Leaver shrugged off the damage and put together his second consecutive strong outing. The former East Hampton standout pitched 6 2/3 innings, giving up five hits and three walks while striking out four. On July 26, Leaver pitched a seven-inning shutout of Peekskill and took a no-hitter into the sixth inning.
“That would have been a tough run to lose a game on,” Vega said. “That first run didn’t bug him though. He settled down and threw the ball well. It was a big game and he was lights out.”
The same can be said for Therrian, who has flourished since being moved to the bullpen for the stretch run.
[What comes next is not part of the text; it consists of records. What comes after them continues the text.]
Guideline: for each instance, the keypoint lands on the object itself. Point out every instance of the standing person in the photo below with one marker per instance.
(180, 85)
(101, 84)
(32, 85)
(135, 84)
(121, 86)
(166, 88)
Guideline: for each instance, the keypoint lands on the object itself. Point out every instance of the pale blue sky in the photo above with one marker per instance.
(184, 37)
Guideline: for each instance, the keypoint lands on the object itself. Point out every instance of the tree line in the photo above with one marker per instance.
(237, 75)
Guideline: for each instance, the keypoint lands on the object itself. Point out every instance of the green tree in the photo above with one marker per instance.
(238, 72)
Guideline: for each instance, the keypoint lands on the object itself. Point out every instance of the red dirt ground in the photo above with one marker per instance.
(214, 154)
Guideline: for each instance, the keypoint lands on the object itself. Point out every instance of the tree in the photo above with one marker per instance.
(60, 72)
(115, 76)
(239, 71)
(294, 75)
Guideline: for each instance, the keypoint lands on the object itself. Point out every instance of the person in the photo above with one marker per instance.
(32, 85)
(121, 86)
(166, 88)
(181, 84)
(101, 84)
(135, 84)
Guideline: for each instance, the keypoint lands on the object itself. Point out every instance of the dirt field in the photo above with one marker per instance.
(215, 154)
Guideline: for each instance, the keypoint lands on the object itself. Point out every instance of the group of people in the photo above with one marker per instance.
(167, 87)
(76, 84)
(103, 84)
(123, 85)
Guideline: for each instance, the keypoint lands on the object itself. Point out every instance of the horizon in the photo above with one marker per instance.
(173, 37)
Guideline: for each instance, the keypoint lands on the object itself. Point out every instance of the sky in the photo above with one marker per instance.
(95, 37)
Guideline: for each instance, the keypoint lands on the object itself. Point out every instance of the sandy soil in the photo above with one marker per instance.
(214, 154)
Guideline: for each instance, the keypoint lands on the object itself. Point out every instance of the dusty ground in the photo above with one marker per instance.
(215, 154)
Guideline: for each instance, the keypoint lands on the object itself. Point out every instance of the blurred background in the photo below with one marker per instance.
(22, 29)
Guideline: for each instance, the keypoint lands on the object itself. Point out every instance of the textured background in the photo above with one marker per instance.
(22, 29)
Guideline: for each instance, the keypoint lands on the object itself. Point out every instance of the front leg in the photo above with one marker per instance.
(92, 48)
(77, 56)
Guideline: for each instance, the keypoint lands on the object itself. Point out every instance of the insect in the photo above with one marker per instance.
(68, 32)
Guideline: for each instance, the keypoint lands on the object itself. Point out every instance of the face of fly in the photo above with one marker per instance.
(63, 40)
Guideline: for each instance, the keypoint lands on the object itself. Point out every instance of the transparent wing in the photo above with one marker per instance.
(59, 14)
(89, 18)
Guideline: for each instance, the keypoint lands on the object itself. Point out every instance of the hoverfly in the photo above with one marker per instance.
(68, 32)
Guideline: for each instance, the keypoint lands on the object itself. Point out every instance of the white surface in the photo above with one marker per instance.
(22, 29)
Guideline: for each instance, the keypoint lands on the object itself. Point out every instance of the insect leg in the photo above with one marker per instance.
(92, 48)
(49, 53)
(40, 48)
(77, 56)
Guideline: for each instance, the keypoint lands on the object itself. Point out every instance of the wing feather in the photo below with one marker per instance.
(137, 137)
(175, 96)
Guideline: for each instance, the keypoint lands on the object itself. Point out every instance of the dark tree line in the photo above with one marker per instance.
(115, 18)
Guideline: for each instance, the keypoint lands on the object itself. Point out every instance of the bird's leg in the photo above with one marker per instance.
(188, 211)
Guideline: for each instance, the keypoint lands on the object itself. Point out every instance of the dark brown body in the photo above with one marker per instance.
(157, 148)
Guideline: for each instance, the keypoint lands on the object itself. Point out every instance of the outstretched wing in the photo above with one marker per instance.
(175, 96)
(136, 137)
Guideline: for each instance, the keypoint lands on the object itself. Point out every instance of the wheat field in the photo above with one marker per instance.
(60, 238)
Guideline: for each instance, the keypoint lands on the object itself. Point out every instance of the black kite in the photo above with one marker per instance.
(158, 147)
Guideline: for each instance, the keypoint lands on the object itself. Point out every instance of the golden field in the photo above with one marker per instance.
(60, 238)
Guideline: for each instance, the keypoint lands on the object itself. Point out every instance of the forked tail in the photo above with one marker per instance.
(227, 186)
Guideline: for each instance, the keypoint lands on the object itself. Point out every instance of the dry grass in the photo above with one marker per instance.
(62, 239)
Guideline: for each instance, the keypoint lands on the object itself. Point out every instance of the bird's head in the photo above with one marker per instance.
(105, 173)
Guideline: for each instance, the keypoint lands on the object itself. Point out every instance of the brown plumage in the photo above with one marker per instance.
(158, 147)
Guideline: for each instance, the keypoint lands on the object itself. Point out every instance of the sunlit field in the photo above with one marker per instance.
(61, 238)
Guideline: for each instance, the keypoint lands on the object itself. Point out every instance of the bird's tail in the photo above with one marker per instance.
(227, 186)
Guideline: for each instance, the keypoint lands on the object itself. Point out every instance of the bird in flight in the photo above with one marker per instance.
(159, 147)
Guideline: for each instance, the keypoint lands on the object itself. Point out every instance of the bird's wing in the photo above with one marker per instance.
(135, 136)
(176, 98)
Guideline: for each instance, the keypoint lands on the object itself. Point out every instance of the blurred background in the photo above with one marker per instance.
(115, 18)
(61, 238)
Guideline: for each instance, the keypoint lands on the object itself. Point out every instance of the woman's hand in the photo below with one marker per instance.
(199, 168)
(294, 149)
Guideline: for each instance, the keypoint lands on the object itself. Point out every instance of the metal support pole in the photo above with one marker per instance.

Since giving up six runs over six innings in his last start on July 9, the Southern Maine senior has gone 7 2/3 shutout innings as a reliever. In his 2 1/3 innings of work against the Cadets, Therrian gave up just a single to Johnson, and he was promptly caught stealing, Walker the catcher to Walker the infielder.
Whaler pitching couldn’t help at the plate however. For eight innings, Duran had their number. The Dowling product surrendered four hits in that span - two in the first and two in the fourth - but was otherwise flawless. Duran, who overcame two errors in the middle innings, did receive help from his defense in the fourth. With two outs, Coulombe lifted a fly ball to shallow right field. Frank Intagliata, Duran’s teammate at Dowling, tracked it down and fired a strike to home plate, where catcher Frank Esposito awaited and tagged Chris Walker, who had tagged up.
“We couldn’t get a hit off that guy,” Leon said. “He did a good job changing speeds and locations.”
“The guy pitched a great game,” Vega added. “He followed the scouting report to a T - he got ahead early, and there weren’t too many guys who got good swings off of him.”
One of those guys was Leon, whose hit puts the Whalers right where they want to be - a game away from the league championship. The way his team’s playing, Vega has to feel good about his chances.
“We have Andrew Guarrasi, our hottest pitcher, going on Saturday, and we’ll see what happens.” Vega said. “I’ll take my chances against any team right now.”